The invention also provides a system for calculating the contrast loss of the video, which comprises the following steps:
the sampling module is used for continuously sampling a plurality of video equal parts for each video;
the processing module is used for processing the video frame and the sound frequency spectrum of each video equal part through an Encoder network and a co-attention module to obtain modal characteristics of vision and sound;
a contrast loss calculation module that performs a contrast loss calculation according to the modal characteristics of vision and sound.
The above ratio loss calculating system, wherein the processing module comprises:
the input unit is used for respectively transmitting the video frame and the sound frequency spectrum of each video equal part to an Encoder network;
the Encoder network processing unit is used for processing the video frame and the sound spectrum to obtain visual characteristics and sound characteristics;
and the co-attention module unit inputs the video features and the sound features into the co-attention module, and the co-attention module inputs the processing result into the multi-layer perceptron layer after the processing is finished so as to obtain the modal features of vision and sound.
The above ratio loss calculation system, wherein the Encoder network comprises: the video frame is input into the Encoder _ v network, the sound spectrum is input into the Encoder _ a network, the weights of the Encoder _ v network and the Encoder _ a network are not shared, and the video frame and the sound spectrum of the same video equal part are kept consistent in time.
The above-mentioned ratio loss calculating system, wherein the ratio loss calculating module includes: and calculating according to the modal characteristics of vision and sound to obtain the contrast loss of each video equal part, and performing mean operation according to a plurality of contrast losses to obtain the total loss.

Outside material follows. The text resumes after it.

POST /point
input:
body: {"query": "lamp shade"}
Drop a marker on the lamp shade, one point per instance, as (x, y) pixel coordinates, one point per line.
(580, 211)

An electronic device comprising a memory, a processor and a computer program stored on the memory and executable on the processor, wherein the processor implements the contrast loss calculation method as described in any one of the above when executing the computer program.
A storage medium having stored thereon a computer program, wherein the program when executed by a processor implements a contrast loss calculation method as described in any one of the above.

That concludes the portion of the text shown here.